Under the RIS, "undue costs" are costs that cannot be justified as necessary, proportionate, or competitive when benchmarked. The concept of undue costs under the RIS is used for various requirements set forth in the RIS. The key concept being that products with undue costs should not reach retail investors, tightening product/cost governance requirements under MiFID II, AIFMD and the UCITS Directive.
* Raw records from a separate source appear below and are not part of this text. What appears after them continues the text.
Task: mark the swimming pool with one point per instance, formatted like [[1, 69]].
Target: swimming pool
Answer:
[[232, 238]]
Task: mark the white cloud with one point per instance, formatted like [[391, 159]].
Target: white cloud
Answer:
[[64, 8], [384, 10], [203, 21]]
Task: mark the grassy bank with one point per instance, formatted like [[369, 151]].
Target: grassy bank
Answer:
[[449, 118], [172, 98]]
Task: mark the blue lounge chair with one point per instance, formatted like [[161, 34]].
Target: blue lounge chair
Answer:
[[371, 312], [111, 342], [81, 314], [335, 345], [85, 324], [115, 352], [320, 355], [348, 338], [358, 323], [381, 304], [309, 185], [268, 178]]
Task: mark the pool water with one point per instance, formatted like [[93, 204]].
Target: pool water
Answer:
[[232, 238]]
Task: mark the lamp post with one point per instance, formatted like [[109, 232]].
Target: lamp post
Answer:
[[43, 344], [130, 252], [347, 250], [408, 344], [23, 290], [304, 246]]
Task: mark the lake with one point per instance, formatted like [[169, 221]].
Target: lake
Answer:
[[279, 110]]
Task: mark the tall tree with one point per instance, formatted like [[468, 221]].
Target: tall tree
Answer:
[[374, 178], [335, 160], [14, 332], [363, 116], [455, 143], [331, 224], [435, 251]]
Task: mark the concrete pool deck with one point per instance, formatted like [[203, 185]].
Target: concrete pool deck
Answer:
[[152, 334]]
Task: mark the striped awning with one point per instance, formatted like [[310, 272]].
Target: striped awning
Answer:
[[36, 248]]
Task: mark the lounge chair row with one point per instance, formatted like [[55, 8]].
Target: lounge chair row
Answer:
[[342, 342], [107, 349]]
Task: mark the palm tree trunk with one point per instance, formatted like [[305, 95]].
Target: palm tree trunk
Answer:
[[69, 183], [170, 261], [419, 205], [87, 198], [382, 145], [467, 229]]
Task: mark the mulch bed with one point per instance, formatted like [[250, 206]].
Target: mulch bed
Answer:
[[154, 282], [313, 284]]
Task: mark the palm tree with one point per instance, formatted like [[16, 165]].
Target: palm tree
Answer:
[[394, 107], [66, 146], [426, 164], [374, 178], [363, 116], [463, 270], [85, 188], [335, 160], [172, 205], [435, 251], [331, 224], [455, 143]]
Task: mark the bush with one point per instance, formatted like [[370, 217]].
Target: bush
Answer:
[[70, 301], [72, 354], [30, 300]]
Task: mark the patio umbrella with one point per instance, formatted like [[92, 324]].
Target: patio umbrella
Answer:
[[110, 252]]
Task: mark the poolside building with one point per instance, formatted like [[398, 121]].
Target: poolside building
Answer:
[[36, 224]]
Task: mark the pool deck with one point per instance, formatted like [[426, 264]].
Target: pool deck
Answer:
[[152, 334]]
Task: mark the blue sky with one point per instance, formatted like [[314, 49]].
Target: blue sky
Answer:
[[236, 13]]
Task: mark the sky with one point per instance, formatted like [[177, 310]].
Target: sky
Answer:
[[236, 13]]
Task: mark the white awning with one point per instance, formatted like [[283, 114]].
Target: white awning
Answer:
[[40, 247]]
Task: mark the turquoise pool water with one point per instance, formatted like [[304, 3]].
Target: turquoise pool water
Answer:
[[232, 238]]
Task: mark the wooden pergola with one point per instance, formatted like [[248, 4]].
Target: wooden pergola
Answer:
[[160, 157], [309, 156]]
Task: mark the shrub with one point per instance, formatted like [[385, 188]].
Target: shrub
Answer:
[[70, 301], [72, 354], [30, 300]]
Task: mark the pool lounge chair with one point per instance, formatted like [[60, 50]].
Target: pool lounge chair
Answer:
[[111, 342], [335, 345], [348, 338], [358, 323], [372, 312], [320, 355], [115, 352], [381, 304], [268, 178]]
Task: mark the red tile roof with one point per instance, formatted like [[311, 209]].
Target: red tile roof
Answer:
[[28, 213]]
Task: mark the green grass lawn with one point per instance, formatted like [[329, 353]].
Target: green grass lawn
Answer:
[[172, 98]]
Under the RIS, AIFMs and UCITS managers must adopt a structured pricing process that assesses whether every cost charged to investors is due (i.e. eligible, necessary, proportionate, and backed by clear value for investors).

The European Parliament and the Council have opted to for the Commission's definition of due costs being in line with disclosures in the prospectus and the PRIIPs (KID): i.e. "necessary costs". This obligation stems from ESMA's work on "undue costs".

PRIIPS KID

The key changes to the KID pursuant to the Regulation that revises the EU PRIIPs Regulation is the fact that the KID will need to become "Machine readable" and have a prominent 'Product at a glance' section, which is aimed at highlighting the information on an investment product type, its costs and the level of riskiness, recommended holding period and presence of insurance benefit. Earlier proposals to include a sustainability section are removed from RIS, these will be addressed through SFDR 2.0.

Next steps

The provisional agreement now needs to be approved by both the European Parliament and the Council before the RIS can enter into force. Technical trilogues will continue into 2026. It is anticipated that the official RIS texts will be published in the Official Journal of the European Union early 2026. Member states will have to transpose the new rules 24 months following their publication in the Official Journal. As such, the RIS will likely apply by the end of 2028, except for the new requirements under PRIIPs which apply 18 months following publication.

The content of this article is intended to provide a general guide to the subject matter. Specialist advice should be sought about your specific circumstances.